Twenty new student-shooters and seven veteran gunners were in the clubhouse and on the range for the start of gun-safety instruction, trap-shooting instruction and an enjoyable launch into individual and team competitions.

Chris Rice of Albion, an NRA certified instructor for shotgun, rifle and pistol, has coordinated this program since 2007, providing youths shooting opportunities with shotguns, rifles and a pistol program. Many of these young shooters have posted high scores in local and statewide competitions.

Each shooting season, Rice provides a summation of competitions, but the first focus is on gun handling and shooting safety. Young shooters, ages 12 to a senior in high school, begin shooting a shotgun at trap, then skeet and later at sporting clays.

Rice began with the basics of trap shooting, which requires only one round in the chamber for each shooting turn on the range. Later, skeet and sporting clays allows several rounds in the shotgun for multiple shots.

Nonetheless, the basic firing of just one round can pose safety concerns, despite the technological improvements of shotgun rounds/shot produced for hunting and shooting-competition use.

Rice described three possible difficulties the young shooters might encounter while on the range. The three firing problems are part of the overall mandate for all shooters. He stressed, “We treat all guns as if they were loaded at all times and we don’t put a finger on the trigger until ready to shoot.”

Once ready to shoot, instructors stress that youths always keep the gun’s muzzle faced in a safe direction, especially after a problem with a shot.

The first problem is a misfire; the shell simply does not fire. Shooters are told to keep the muzzle aimed down range and call for a coach to check on the load.

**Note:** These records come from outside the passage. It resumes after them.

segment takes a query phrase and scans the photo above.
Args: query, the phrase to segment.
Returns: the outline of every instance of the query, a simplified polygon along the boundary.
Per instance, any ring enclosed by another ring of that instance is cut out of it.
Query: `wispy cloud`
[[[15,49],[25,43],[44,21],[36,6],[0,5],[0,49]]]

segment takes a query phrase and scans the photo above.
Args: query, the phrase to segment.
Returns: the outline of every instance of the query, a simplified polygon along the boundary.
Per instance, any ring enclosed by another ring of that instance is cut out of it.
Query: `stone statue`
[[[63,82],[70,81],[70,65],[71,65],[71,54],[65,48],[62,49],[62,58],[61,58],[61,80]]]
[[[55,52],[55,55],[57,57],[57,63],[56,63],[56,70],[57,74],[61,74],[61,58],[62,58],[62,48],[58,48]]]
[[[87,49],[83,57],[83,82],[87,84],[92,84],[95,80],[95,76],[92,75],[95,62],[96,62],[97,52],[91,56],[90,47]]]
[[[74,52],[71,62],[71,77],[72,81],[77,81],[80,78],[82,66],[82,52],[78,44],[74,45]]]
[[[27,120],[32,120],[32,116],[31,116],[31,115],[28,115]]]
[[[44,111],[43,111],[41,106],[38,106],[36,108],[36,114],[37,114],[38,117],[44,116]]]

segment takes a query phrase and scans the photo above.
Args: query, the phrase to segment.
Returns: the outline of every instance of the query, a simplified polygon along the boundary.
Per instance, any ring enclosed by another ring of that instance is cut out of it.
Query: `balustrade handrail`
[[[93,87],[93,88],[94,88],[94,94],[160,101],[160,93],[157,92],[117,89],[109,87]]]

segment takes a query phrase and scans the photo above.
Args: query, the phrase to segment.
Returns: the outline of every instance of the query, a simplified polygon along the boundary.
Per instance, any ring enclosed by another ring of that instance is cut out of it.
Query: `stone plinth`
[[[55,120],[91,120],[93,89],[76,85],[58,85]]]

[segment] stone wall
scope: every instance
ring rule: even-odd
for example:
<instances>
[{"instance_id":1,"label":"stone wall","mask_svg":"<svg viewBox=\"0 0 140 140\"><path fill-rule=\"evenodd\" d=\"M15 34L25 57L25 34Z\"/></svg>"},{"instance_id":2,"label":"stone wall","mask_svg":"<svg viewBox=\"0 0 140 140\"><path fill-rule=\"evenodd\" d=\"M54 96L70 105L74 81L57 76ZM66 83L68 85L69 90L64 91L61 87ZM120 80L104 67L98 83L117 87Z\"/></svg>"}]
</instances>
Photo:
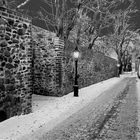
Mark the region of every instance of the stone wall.
<instances>
[{"instance_id":1,"label":"stone wall","mask_svg":"<svg viewBox=\"0 0 140 140\"><path fill-rule=\"evenodd\" d=\"M34 94L59 96L64 44L54 33L33 26Z\"/></svg>"},{"instance_id":2,"label":"stone wall","mask_svg":"<svg viewBox=\"0 0 140 140\"><path fill-rule=\"evenodd\" d=\"M0 7L0 112L31 112L31 94L31 19Z\"/></svg>"}]
</instances>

Internal or primer problems could account for the failure of the shot to discharge.

The second problem could be even more difficult to deal with – a “hang fire.” The shell might fire seconds after shooting or could go off when loading the shotgun, both occurrences a major reason for safe muzzle-direction attention.

The third problem, more frequently seen with hand loads an individual might prepare but could be experienced with commercial shotgun loads, is the squib or blooper load. The round fires but a lack of powder ignition causes the shot to leave the barrel and the wad holding that shot remains somewhere in the barrel.

Shooters are cautioned not to fire another round, presuming a good round will clear the shot wad; that blockage could cause a barrel to burst. In all cases of a misfire, young shooters are asked to call a coach before further handling or shooting their firearm.

Each Clay Crushers practice has four or five assistant coaches ready to help youths on the line or readying for a shoot. Jeff Atwell of Albion, one of the coaches with about two decades of competitive shooting, stood ready at one of the two trap ranges at Barre to assist new and returning shooters this first day of practice.

Son Jared Atwell, 17, began his fifth year in the Clay Crushers program, breaking nearly all his clays on each practice round. Jared has advanced in the Crushers program and has made a mark in sporting clays competitions. So far he has won individual honors in the Sub-Junior shoot and in the B class of sporting clays contests.

Jenna Coyne, 16, also broke most clay birds sent from the trap shed that Sunday afternoon. Jenna travels from Pittsford near Rochester to practice and compete in Clay Crushers shoots. Her parents and grandparents are veteran shooters. She also enters ATA (Amateur Trapshooting Association) contests in the junior division.

This Scholastic Clay Targets Program youth-shooting program in Orleans County also provides youths with rifle instruction for ages 12 and 13 and .22 pistol instruction for ages 14 to a senior in high school. Youths bring their own shotguns and rifles for instruction and practice; the program provides on-range pistol use.

Atwell, Coyne and all other shooters will continue team-competition practices; a skeet session is set for April 3. The next statewide Scholastic Clay Targets Championship will be at Rochester Brooks International Trap and Skeet Club in Rush on June 25 and 26.

The Scholastic competition, part of a National Shooting Sports Foundation program, conducts activities nationwide.